The claim to supreme, final authority within a defined territorial order — the right to make law without appeal to any higher earthly power. The concept in its modern form is the invention of 16th- and 17th-century political theorists wrestling with the collapse of medieval jurisdictional pluralism (pope vs. emperor, church vs. king, town vs. lord) and the wars of religion. Jean Bodin's Six Books of the Commonwealth (1576) gave sovereignty its first systematic statement: a single, undivided, perpetual power to make and unmake law, located in a specific person or body.
Thomas Hobbes's Leviathan radicalized the concept, making sovereignty the precondition of all law, justice, and property — divide it, he argued, and civil war follows. Jean-Jacques Rousseau displaced the locus from king to people ("popular sovereignty") while preserving the logic of indivisibility: the general will, too, must be final and unified.

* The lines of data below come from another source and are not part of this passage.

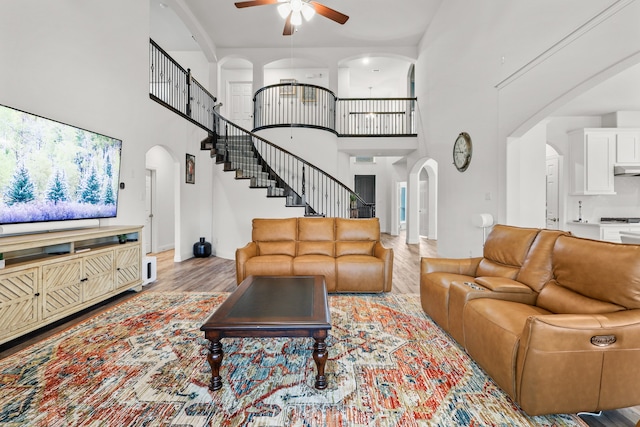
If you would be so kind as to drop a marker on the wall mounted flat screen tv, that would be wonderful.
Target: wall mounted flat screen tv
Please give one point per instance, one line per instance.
(51, 171)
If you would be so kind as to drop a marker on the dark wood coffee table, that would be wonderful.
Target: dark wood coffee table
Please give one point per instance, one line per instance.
(268, 306)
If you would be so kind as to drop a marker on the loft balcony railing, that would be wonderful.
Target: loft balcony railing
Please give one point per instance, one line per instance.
(251, 157)
(304, 105)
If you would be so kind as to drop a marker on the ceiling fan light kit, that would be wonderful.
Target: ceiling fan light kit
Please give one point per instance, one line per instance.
(292, 11)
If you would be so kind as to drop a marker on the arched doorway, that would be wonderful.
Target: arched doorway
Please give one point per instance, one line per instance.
(422, 196)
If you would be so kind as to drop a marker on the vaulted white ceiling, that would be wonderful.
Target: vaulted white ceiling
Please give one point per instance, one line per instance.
(372, 23)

The Peace of Westphalia (1648) consolidated the international-relations corollary — states as sovereigns recognizing each other's territorial supremacy and refusing external interference — producing what is still called the "Westphalian" system.
The 20th century brought the concept under sustained pressure from three directions. Above: international human rights law, the UN Charter, and supranational institutions (especially the EU) constrain what states may do within their borders. Below: claims of indigenous peoples, substate nations, and devolved regions challenge the one-sovereign-per-territory assumption. Across: transnational capital, networked communication, climate, and migration ignore territorial borders in ways sovereigns cannot fully regulate. Hannah Arendt argued already in the 1950s that sovereignty was incompatible with genuine politics, which requires plurality; more recent theorists (Stephen Krasner, Saskia Sassen) have mapped the concept's fragmentation empirically.
Yet sovereignty has not withered away. Brexit, resurgent nationalism, Russian and Chinese appeals to non-interference, and populist campaigns against supranational governance have all been partly fought as reassertions of sovereign prerogative. The concept's obituaries have proved premature.